I am running an exploratory factor analysis on a set of questions from a survey with the factor_analyser package in python. The result shows 8 factors with a clear set of variables with highest loadings in each of the factors.
In order to name the factors correctly and validate them, I wanted to analyse the correlation between the answered questions (with high loadings to a factor) and the factor scoring over all respondents.

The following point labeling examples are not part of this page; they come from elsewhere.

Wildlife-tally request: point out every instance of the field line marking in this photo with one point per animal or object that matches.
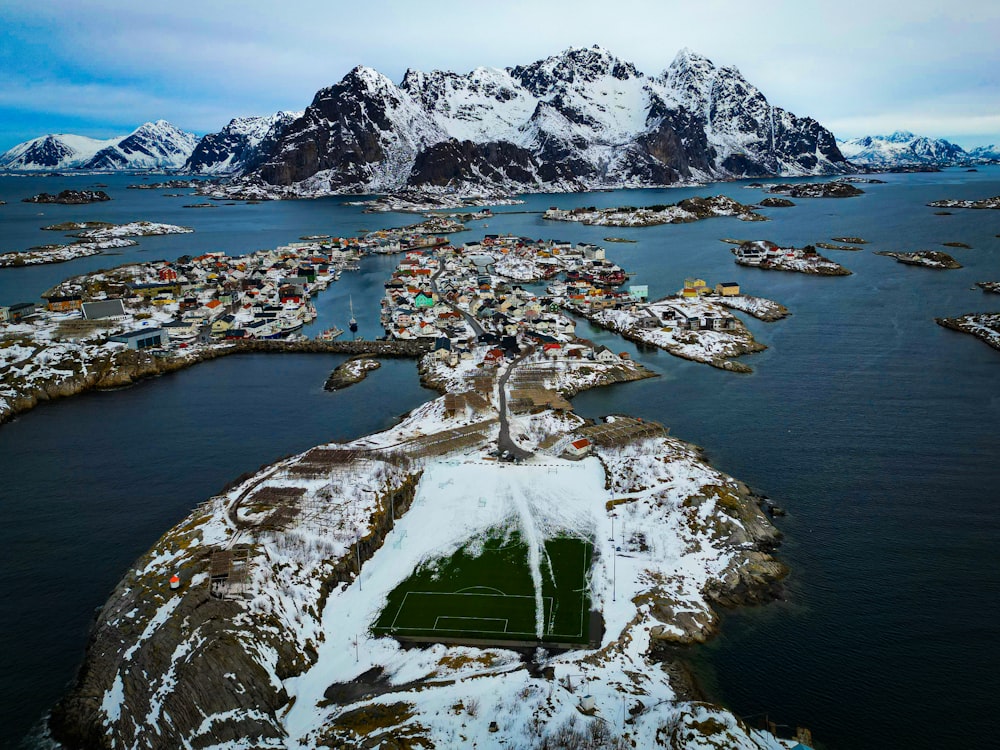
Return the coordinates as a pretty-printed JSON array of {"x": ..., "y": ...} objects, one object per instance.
[{"x": 393, "y": 626}]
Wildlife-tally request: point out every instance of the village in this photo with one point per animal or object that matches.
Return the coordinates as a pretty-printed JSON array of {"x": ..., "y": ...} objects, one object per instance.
[
  {"x": 477, "y": 295},
  {"x": 771, "y": 256}
]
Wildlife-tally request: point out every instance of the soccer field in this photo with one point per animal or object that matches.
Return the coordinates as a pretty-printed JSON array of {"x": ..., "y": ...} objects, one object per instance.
[{"x": 488, "y": 593}]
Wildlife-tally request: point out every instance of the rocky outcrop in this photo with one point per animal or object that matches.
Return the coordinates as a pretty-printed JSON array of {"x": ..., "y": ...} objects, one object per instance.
[
  {"x": 984, "y": 326},
  {"x": 129, "y": 367},
  {"x": 350, "y": 372},
  {"x": 835, "y": 189},
  {"x": 220, "y": 660},
  {"x": 70, "y": 197},
  {"x": 925, "y": 258}
]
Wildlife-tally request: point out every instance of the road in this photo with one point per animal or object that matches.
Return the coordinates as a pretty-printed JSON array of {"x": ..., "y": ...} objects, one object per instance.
[
  {"x": 504, "y": 443},
  {"x": 473, "y": 323}
]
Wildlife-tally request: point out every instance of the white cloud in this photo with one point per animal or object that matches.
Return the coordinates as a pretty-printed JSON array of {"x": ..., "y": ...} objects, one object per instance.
[{"x": 850, "y": 65}]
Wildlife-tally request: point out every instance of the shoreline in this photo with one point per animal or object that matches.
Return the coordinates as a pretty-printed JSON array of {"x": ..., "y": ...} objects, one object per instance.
[
  {"x": 746, "y": 573},
  {"x": 128, "y": 368}
]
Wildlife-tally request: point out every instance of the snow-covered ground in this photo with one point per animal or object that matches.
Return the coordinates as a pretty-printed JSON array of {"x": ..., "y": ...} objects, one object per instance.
[
  {"x": 667, "y": 324},
  {"x": 664, "y": 529},
  {"x": 93, "y": 241},
  {"x": 683, "y": 212}
]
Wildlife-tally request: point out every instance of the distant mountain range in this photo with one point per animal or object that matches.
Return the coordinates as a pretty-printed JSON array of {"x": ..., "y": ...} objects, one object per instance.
[
  {"x": 155, "y": 145},
  {"x": 583, "y": 119},
  {"x": 904, "y": 149}
]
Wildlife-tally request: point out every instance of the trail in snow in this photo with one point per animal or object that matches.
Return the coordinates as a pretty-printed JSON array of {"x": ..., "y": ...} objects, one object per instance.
[{"x": 520, "y": 502}]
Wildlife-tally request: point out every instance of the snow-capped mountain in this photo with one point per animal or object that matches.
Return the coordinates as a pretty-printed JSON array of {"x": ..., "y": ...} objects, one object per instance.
[
  {"x": 901, "y": 149},
  {"x": 154, "y": 145},
  {"x": 240, "y": 146},
  {"x": 151, "y": 146},
  {"x": 580, "y": 119},
  {"x": 985, "y": 154},
  {"x": 57, "y": 151}
]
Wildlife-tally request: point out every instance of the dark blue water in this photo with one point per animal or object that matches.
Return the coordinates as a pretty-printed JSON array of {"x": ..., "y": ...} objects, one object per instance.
[{"x": 874, "y": 427}]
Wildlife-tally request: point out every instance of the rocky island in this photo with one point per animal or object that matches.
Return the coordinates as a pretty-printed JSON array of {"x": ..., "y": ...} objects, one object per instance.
[
  {"x": 985, "y": 203},
  {"x": 70, "y": 197},
  {"x": 687, "y": 210},
  {"x": 279, "y": 612},
  {"x": 94, "y": 238},
  {"x": 421, "y": 201},
  {"x": 350, "y": 372},
  {"x": 834, "y": 189},
  {"x": 984, "y": 326},
  {"x": 925, "y": 258},
  {"x": 770, "y": 256}
]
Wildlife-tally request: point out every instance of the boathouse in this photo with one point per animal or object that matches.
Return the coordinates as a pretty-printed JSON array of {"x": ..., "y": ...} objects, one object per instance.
[{"x": 144, "y": 338}]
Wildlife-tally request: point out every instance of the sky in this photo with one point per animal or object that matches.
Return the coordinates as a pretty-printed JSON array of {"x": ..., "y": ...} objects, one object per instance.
[{"x": 103, "y": 67}]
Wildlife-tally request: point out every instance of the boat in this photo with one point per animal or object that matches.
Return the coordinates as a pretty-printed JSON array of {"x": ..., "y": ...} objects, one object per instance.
[
  {"x": 330, "y": 334},
  {"x": 288, "y": 326}
]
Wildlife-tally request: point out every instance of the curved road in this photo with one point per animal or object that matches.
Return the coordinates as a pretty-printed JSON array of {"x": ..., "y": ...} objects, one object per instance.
[{"x": 504, "y": 443}]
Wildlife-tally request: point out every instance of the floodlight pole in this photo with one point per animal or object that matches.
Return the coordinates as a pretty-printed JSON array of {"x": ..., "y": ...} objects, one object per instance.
[
  {"x": 614, "y": 575},
  {"x": 357, "y": 548}
]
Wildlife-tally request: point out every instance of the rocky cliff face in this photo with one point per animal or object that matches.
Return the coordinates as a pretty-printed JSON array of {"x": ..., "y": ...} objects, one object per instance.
[
  {"x": 579, "y": 120},
  {"x": 241, "y": 146}
]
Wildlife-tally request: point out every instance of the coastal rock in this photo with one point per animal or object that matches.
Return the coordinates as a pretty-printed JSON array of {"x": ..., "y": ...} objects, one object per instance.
[
  {"x": 984, "y": 326},
  {"x": 984, "y": 203},
  {"x": 70, "y": 197},
  {"x": 350, "y": 372},
  {"x": 835, "y": 189},
  {"x": 925, "y": 258},
  {"x": 687, "y": 210},
  {"x": 769, "y": 256}
]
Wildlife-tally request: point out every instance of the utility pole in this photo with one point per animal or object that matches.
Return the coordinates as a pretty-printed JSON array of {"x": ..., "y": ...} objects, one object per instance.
[{"x": 357, "y": 548}]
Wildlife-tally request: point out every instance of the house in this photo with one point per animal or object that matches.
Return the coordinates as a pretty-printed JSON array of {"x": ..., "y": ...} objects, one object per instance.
[
  {"x": 144, "y": 338},
  {"x": 603, "y": 354},
  {"x": 493, "y": 357},
  {"x": 750, "y": 253},
  {"x": 442, "y": 347},
  {"x": 59, "y": 303},
  {"x": 112, "y": 308},
  {"x": 17, "y": 312},
  {"x": 223, "y": 324},
  {"x": 177, "y": 330}
]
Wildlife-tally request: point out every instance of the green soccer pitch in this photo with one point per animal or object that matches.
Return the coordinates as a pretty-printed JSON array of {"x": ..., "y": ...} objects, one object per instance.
[{"x": 487, "y": 593}]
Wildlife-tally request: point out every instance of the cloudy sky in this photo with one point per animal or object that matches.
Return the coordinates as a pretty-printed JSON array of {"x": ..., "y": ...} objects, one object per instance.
[{"x": 102, "y": 67}]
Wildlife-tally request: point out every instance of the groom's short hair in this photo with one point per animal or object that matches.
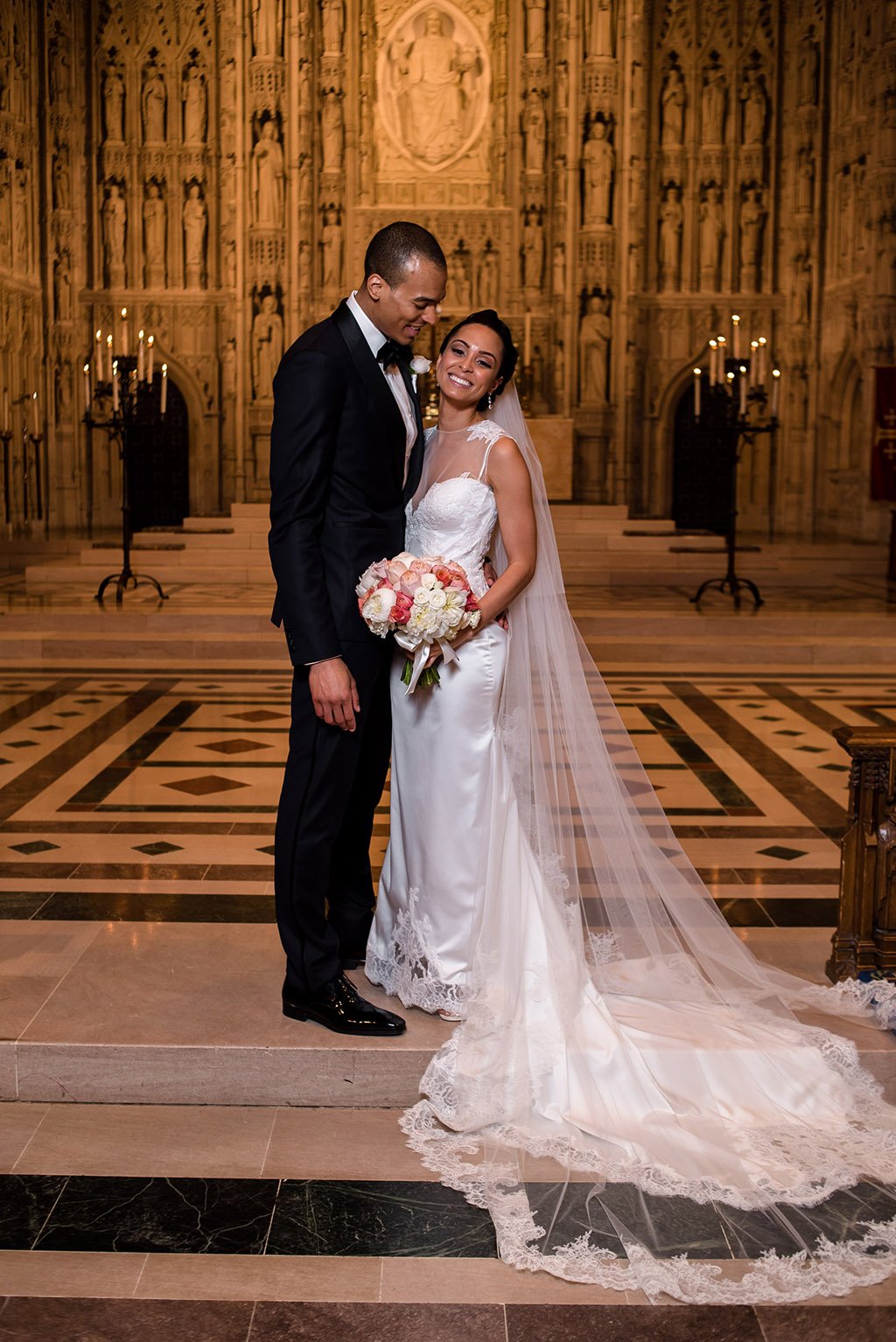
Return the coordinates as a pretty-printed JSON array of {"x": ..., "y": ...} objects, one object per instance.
[{"x": 395, "y": 248}]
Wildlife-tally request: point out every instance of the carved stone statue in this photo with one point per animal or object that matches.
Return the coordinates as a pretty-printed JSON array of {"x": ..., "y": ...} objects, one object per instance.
[
  {"x": 533, "y": 251},
  {"x": 332, "y": 20},
  {"x": 155, "y": 101},
  {"x": 714, "y": 103},
  {"x": 752, "y": 216},
  {"x": 432, "y": 72},
  {"x": 805, "y": 181},
  {"x": 60, "y": 178},
  {"x": 801, "y": 289},
  {"x": 558, "y": 376},
  {"x": 115, "y": 228},
  {"x": 593, "y": 351},
  {"x": 22, "y": 219},
  {"x": 60, "y": 69},
  {"x": 536, "y": 11},
  {"x": 62, "y": 288},
  {"x": 228, "y": 369},
  {"x": 534, "y": 132},
  {"x": 558, "y": 271},
  {"x": 229, "y": 263},
  {"x": 195, "y": 98},
  {"x": 332, "y": 130},
  {"x": 267, "y": 346},
  {"x": 115, "y": 105},
  {"x": 488, "y": 276},
  {"x": 711, "y": 235},
  {"x": 460, "y": 271},
  {"x": 269, "y": 178},
  {"x": 266, "y": 27},
  {"x": 195, "y": 218},
  {"x": 754, "y": 109},
  {"x": 155, "y": 235},
  {"x": 672, "y": 109},
  {"x": 671, "y": 223},
  {"x": 598, "y": 165},
  {"x": 808, "y": 72},
  {"x": 332, "y": 248},
  {"x": 598, "y": 27}
]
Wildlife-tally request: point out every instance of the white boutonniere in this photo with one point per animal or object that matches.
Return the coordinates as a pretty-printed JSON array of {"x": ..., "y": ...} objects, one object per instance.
[{"x": 419, "y": 364}]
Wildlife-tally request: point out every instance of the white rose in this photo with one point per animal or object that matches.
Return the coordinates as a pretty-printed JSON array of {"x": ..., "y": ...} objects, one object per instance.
[
  {"x": 367, "y": 580},
  {"x": 377, "y": 610}
]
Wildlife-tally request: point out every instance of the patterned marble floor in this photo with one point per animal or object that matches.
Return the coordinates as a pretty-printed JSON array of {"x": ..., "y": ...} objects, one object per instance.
[{"x": 138, "y": 806}]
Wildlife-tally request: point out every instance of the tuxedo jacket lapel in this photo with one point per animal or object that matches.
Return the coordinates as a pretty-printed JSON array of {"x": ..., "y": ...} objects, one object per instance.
[
  {"x": 415, "y": 462},
  {"x": 388, "y": 414}
]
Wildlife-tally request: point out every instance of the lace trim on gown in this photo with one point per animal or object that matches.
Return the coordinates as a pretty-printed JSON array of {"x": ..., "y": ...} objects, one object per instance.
[{"x": 410, "y": 969}]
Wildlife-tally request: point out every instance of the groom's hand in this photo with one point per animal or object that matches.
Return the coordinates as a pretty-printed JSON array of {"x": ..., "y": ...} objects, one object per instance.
[{"x": 334, "y": 693}]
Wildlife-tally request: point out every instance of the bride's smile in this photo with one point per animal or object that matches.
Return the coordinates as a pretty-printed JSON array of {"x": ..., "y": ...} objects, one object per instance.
[{"x": 467, "y": 368}]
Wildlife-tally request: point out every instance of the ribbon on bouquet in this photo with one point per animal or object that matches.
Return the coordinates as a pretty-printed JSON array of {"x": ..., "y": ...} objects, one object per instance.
[{"x": 420, "y": 661}]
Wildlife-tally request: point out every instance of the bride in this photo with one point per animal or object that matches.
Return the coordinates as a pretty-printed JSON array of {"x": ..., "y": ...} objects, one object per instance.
[{"x": 624, "y": 1075}]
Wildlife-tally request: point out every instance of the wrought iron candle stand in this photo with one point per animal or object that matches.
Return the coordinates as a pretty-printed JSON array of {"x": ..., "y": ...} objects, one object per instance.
[
  {"x": 130, "y": 406},
  {"x": 722, "y": 407}
]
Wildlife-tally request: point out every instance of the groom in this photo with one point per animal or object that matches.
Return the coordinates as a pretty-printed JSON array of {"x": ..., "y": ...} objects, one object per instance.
[{"x": 346, "y": 454}]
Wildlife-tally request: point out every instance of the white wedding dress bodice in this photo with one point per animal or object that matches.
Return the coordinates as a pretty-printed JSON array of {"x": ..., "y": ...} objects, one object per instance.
[
  {"x": 456, "y": 515},
  {"x": 750, "y": 1118},
  {"x": 420, "y": 942}
]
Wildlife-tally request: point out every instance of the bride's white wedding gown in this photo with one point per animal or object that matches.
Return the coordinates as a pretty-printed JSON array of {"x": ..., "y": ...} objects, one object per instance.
[{"x": 594, "y": 1060}]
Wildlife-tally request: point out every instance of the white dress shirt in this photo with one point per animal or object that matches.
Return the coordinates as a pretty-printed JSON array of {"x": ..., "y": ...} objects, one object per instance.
[{"x": 393, "y": 377}]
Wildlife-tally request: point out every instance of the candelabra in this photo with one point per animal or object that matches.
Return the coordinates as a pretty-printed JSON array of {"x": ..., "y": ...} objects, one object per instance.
[
  {"x": 122, "y": 400},
  {"x": 724, "y": 399}
]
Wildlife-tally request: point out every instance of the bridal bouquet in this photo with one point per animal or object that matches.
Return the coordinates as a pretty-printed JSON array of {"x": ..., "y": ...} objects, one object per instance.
[{"x": 422, "y": 601}]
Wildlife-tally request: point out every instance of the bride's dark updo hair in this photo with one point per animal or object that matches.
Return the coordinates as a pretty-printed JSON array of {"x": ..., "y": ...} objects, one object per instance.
[{"x": 510, "y": 354}]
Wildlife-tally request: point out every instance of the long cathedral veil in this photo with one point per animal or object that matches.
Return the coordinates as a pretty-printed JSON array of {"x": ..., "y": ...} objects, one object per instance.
[{"x": 623, "y": 935}]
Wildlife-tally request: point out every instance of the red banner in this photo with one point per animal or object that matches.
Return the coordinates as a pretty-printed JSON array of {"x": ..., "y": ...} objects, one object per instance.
[{"x": 883, "y": 454}]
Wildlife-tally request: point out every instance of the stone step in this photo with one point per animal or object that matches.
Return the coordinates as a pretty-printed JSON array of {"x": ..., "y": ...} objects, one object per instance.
[{"x": 168, "y": 1033}]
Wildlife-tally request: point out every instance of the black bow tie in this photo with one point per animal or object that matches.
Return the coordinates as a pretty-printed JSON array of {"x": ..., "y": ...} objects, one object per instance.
[{"x": 395, "y": 353}]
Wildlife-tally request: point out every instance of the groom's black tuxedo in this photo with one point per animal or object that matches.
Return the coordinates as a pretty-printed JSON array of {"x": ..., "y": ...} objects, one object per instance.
[{"x": 339, "y": 447}]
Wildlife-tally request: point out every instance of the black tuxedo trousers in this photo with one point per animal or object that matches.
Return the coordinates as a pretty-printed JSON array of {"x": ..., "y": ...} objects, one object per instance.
[{"x": 337, "y": 505}]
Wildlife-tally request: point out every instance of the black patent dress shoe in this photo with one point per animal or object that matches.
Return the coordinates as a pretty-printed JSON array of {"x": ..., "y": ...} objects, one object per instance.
[{"x": 341, "y": 1008}]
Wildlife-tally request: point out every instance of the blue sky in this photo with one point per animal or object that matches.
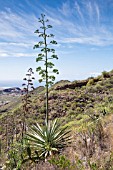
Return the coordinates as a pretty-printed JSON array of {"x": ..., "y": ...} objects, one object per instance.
[{"x": 82, "y": 28}]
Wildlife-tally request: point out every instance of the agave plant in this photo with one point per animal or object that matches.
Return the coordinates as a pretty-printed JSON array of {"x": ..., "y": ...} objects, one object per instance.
[{"x": 48, "y": 139}]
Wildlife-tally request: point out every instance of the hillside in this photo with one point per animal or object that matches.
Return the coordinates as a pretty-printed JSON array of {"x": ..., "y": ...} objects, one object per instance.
[{"x": 86, "y": 106}]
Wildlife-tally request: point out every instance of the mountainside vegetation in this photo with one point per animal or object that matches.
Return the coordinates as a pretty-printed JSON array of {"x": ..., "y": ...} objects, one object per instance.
[{"x": 85, "y": 106}]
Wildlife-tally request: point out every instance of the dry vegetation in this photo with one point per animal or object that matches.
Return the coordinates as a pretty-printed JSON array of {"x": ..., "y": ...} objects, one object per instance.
[{"x": 86, "y": 107}]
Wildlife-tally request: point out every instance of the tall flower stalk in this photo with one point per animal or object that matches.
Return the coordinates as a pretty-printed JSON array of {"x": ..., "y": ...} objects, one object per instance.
[{"x": 46, "y": 55}]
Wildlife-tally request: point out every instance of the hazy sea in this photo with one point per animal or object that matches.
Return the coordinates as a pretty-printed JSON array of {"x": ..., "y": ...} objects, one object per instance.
[{"x": 14, "y": 83}]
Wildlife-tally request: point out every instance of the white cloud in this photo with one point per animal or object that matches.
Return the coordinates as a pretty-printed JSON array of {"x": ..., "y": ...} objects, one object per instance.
[{"x": 17, "y": 29}]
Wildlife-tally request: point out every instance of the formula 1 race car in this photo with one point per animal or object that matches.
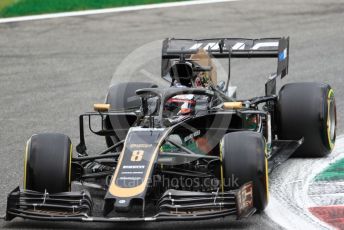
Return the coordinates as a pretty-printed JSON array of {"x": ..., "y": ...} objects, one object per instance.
[{"x": 186, "y": 152}]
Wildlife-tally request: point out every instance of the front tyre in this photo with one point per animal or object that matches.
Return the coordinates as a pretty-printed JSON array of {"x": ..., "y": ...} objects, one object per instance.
[{"x": 47, "y": 164}]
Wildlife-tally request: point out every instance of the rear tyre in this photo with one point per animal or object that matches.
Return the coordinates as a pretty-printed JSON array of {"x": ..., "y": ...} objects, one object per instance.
[
  {"x": 47, "y": 164},
  {"x": 122, "y": 96},
  {"x": 244, "y": 160},
  {"x": 308, "y": 110}
]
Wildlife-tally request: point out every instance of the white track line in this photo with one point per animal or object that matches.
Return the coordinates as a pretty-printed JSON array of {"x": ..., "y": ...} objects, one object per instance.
[
  {"x": 111, "y": 10},
  {"x": 287, "y": 218}
]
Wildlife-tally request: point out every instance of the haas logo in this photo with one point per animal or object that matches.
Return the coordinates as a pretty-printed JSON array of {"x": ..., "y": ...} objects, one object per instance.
[{"x": 236, "y": 46}]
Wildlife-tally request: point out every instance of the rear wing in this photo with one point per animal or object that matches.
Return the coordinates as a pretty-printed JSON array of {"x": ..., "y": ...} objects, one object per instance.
[{"x": 229, "y": 48}]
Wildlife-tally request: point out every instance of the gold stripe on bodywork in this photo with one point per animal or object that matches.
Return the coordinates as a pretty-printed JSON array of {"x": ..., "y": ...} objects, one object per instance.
[
  {"x": 221, "y": 169},
  {"x": 329, "y": 96},
  {"x": 25, "y": 162},
  {"x": 266, "y": 173},
  {"x": 70, "y": 164}
]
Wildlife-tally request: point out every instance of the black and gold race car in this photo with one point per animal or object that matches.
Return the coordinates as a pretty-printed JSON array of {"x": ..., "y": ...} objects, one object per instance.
[{"x": 186, "y": 152}]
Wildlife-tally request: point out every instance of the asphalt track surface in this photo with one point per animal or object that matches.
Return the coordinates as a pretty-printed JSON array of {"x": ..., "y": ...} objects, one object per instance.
[{"x": 53, "y": 70}]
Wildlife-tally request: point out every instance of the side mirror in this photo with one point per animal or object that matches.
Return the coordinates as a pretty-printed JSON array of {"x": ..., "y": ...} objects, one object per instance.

However, when I analyse these results, the factors seem to switch. E.g., the first factor containing high loading variables on 'achievement'-questions, appears in the scoring results as the second factor having high correlation with the 'achievement'-questions for the respondents. Moreover, the high loading variables on the first factor show the lowest correlation with this factor scores when analysed with the factor scoring. See below the code:
fa = FactorAnalyzer(rotation = 'oblimin',
n_factors = 8)
fa.fit(test_data)
data_loadings = pd.DataFrame(fa.loadings_(test_data), index = test_data.columns)
data_transformed = pd.DataFrame(fa.transform(test_data), index = test_data.index)
Here's the visual outcome of the factor loadings, and here the visual outcome of the correlation matrix. Where you can see the (sorted) variables with highest loading to factor [0] differ from the variables with highest correlation to factor [0].
Does anyone know how this is possible? Does it have to do with the rotation, or the naming with the indices?